I set the file on his desk.
"There's a vulnerability in section nine," I say.
His eyes lift slowly.
"Show me."
I step closer, leaning slightly over the desk to point at the clause.
He doesn't move away.
He doesn't move closer.
But the space tightens.
"If the offshore alignment triggers early disclosure," I explain, "we're exposed before the shield activates."
Silence.
He watches my finger trace the paragraph.
Then he looks at me.
"Most people would have gone home," he says.
"Most people aren't trying to graduate without debt."
A pause.
Then—
"You're exhausted."
It's not a question.
"I'm functioning."
"Functioning isn't sustainable."
"And neither is losing."
His gaze sharpens.
There it is again — that flicker of something deeper.
Not desire.
Recognition.
He stands slowly.
Now we're close.
Closer than before.
The desk no longer between us.
"Do you know why I work at this hour?" he asks.
"To stay ahead."
"No."
His voice drops slightly.
"To eliminate variables."
The weight of that settles.
"And what am I?" I ask before I can stop myself.
Silence.
Measured.
Intentional.
"A high-performing one," he says finally.
Not dismissal.
Not intimacy.
Classification.
My spine straightens.
"I'm not a variable."
"No," he agrees.
"You're becoming leverage."
That lands differently.
Leverage can shift outcomes.
Leverage can destabilize power.
"You brought me here to test me," I say quietly.
"I bring everyone here to test them."
"And if they fail?"
"They don't return."
The air feels thinner.
"You won't fail," he adds.
Confidence.
Absolute.
Not encouraging.
Certain.
"Why are you pushing this hard?" I ask.
He studies me carefully before answering.
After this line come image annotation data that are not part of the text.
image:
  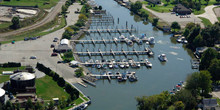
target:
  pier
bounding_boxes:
[84,28,137,33]
[73,49,148,57]
[70,39,148,45]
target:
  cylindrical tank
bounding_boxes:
[10,72,36,90]
[0,88,5,103]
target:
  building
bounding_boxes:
[54,39,73,52]
[11,93,44,108]
[10,72,36,92]
[147,0,161,4]
[194,47,208,58]
[0,88,5,103]
[173,4,192,15]
[202,99,218,110]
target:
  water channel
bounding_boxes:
[76,0,197,110]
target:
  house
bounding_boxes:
[163,26,171,32]
[54,39,73,52]
[147,0,161,4]
[202,99,218,110]
[173,4,192,15]
[194,47,208,58]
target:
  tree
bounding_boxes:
[199,48,218,70]
[152,18,159,26]
[166,0,170,5]
[131,1,142,13]
[193,34,204,47]
[171,22,181,32]
[25,98,34,110]
[79,14,88,22]
[48,100,54,110]
[62,5,67,14]
[34,101,43,110]
[205,0,209,5]
[172,89,197,110]
[11,16,20,29]
[186,71,212,96]
[174,101,185,110]
[208,58,220,82]
[75,67,84,77]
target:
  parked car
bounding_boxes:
[51,52,58,56]
[50,44,55,48]
[30,56,37,59]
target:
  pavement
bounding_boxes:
[0,0,67,39]
[196,5,218,24]
[142,4,204,28]
[0,3,82,84]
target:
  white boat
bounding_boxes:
[119,63,125,68]
[80,104,88,110]
[145,59,153,67]
[149,37,155,45]
[119,35,125,41]
[158,54,167,62]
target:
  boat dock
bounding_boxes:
[70,39,148,45]
[84,28,137,33]
[73,49,148,57]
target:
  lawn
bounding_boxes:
[199,17,212,27]
[0,0,59,9]
[0,66,25,74]
[35,75,69,100]
[0,75,9,83]
[1,14,66,44]
[142,0,174,13]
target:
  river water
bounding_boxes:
[76,0,197,110]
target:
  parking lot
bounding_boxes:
[0,3,82,83]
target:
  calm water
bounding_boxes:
[76,0,196,110]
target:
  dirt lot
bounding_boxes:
[214,8,220,17]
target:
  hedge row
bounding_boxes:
[0,62,21,67]
[37,63,79,100]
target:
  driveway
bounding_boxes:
[0,0,66,39]
[196,5,218,24]
[142,5,204,28]
[0,3,82,83]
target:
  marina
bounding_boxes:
[71,0,198,110]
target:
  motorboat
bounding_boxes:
[119,35,126,41]
[149,37,155,45]
[145,59,153,67]
[158,54,167,62]
[119,63,125,68]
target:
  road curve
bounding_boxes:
[196,5,218,24]
[0,0,66,38]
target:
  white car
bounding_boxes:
[30,56,37,59]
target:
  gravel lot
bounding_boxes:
[0,3,82,83]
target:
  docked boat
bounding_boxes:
[148,37,155,45]
[145,59,152,67]
[119,35,125,41]
[158,54,167,62]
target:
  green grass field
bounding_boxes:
[0,0,59,9]
[199,17,212,27]
[1,17,66,44]
[142,0,216,15]
[0,66,25,74]
[0,75,9,83]
[36,75,69,100]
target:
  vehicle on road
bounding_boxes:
[30,56,37,59]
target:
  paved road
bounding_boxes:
[142,5,204,28]
[0,3,82,83]
[196,5,218,24]
[0,0,66,38]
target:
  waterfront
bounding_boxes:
[76,0,197,110]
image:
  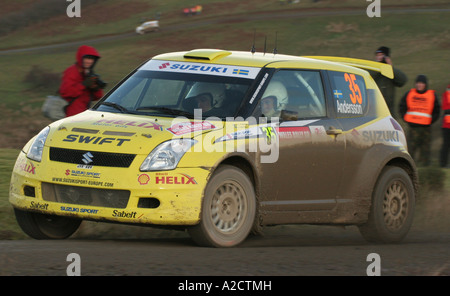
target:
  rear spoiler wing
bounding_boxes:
[305,56,394,79]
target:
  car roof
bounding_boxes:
[153,49,392,76]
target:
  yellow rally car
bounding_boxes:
[10,49,417,247]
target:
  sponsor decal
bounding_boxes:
[60,206,98,214]
[336,100,363,114]
[167,121,216,136]
[277,126,311,140]
[138,174,150,185]
[30,201,48,210]
[112,210,143,219]
[261,126,277,145]
[52,177,114,188]
[214,127,263,143]
[93,119,163,131]
[77,164,94,170]
[333,89,342,99]
[155,173,197,185]
[63,134,131,147]
[65,170,100,179]
[19,161,36,175]
[140,60,260,79]
[362,130,400,142]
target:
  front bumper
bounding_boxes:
[9,152,210,225]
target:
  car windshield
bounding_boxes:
[95,61,259,119]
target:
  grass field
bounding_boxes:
[0,0,450,238]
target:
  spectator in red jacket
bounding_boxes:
[440,84,450,168]
[59,45,106,116]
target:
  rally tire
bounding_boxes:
[359,166,415,243]
[188,165,256,247]
[14,209,82,240]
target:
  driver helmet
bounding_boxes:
[186,82,225,107]
[262,81,288,110]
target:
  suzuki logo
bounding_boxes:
[82,152,94,164]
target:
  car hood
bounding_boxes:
[45,111,223,154]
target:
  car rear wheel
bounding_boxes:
[188,165,256,247]
[14,209,82,239]
[359,166,415,243]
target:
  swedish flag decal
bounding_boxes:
[233,69,249,75]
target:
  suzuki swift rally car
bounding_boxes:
[10,49,417,247]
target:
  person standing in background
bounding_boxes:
[370,46,408,117]
[399,75,441,166]
[439,84,450,168]
[59,45,106,117]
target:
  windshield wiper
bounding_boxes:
[136,106,194,117]
[98,102,132,113]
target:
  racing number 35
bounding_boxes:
[344,73,362,104]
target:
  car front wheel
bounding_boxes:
[359,166,415,243]
[14,209,82,239]
[188,165,256,247]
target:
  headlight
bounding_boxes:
[27,126,50,162]
[141,139,197,172]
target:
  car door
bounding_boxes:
[254,69,345,211]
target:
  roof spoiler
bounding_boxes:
[305,56,394,79]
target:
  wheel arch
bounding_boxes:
[210,154,262,234]
[379,157,419,196]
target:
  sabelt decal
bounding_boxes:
[112,210,144,219]
[30,201,48,210]
[139,60,261,79]
[167,121,216,136]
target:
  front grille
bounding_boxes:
[50,147,136,168]
[42,183,130,209]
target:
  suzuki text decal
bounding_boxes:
[140,60,261,79]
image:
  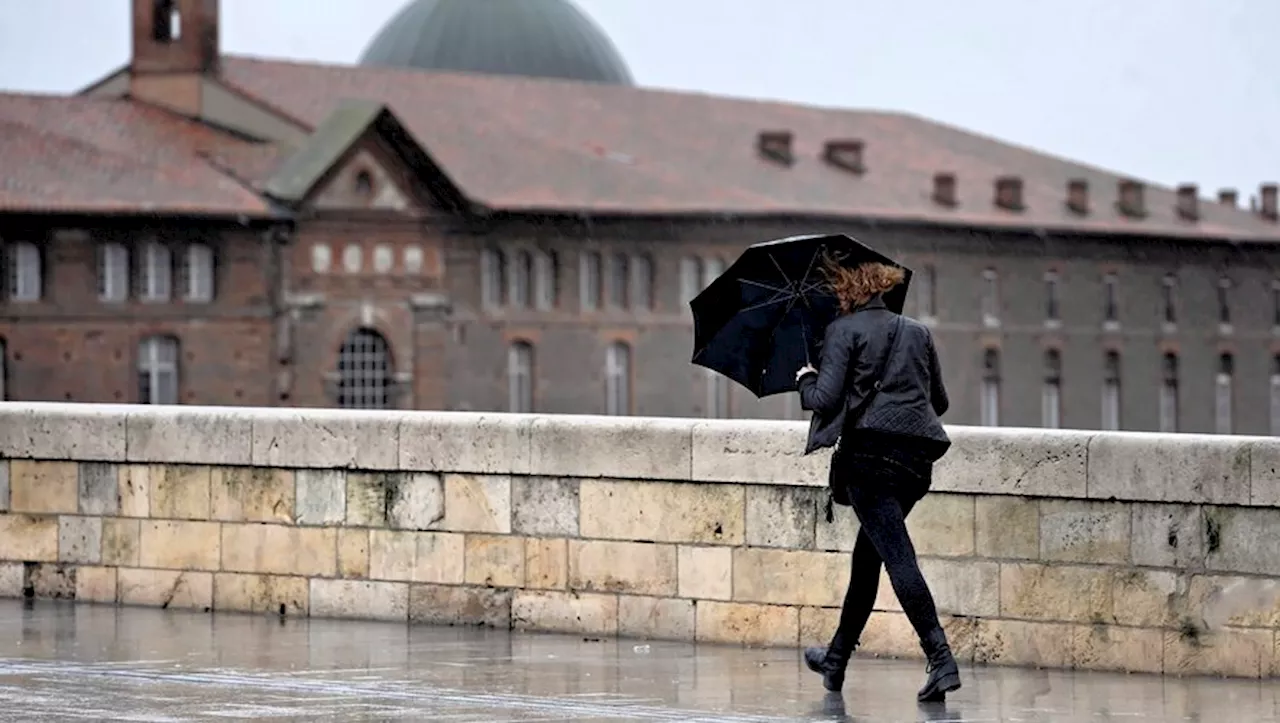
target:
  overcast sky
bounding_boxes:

"Because comfort weakens ambition."
"And you think I'm comfortable?"
A beat.
"No."
His gaze drops briefly — not to my body, but to the tension in my posture. The fatigue I'm pretending isn't there.
"You're running on pride," he says.
"I'm running on necessity."
"Those aren't the same thing."
Silence stretches.
The city hums behind us.
"You defended me in that boardroom," I say finally.
"Yes."
"Not because I was right."
A pause.
"No."
"Then why?"
This time, he doesn't look away.
"Because when I elevate someone," he says evenly, "I ensure they survive the impact."
The words hit harder than expected.
Not protective.
Strategic.
Still—
Impact.
"And if I don't want elevation?" I ask.
His expression darkens slightly.
"You wouldn't be here at ten thirty-eight if that were true."
He steps back first.
Distance restored.
"Go home," he says.
That surprises me.
"You're dismissing me?"
"I'm preserving performance."
The control in that statement is almost surgical.
I pick up my bag.
Pause at the door.
"If I'm leverage," I say carefully, "remember leverage works both ways."
For the first time—
He smiles.
Not warm.
Not amused.
Interested.
"I'm counting on it."
I walk out with my pulse unsteady.
Not because he touched me.
He hasn't.
Not because he crossed a line.
He hasn't.
But because something shifted tonight.
He isn't trying to possess me.
He's sharpening me.
And I don't know if that makes him more dangerous—
Or more honest.
The terrifying part?
I don't feel controlled.
I feel challenged.
And challenge is the one thing I've never walked away from.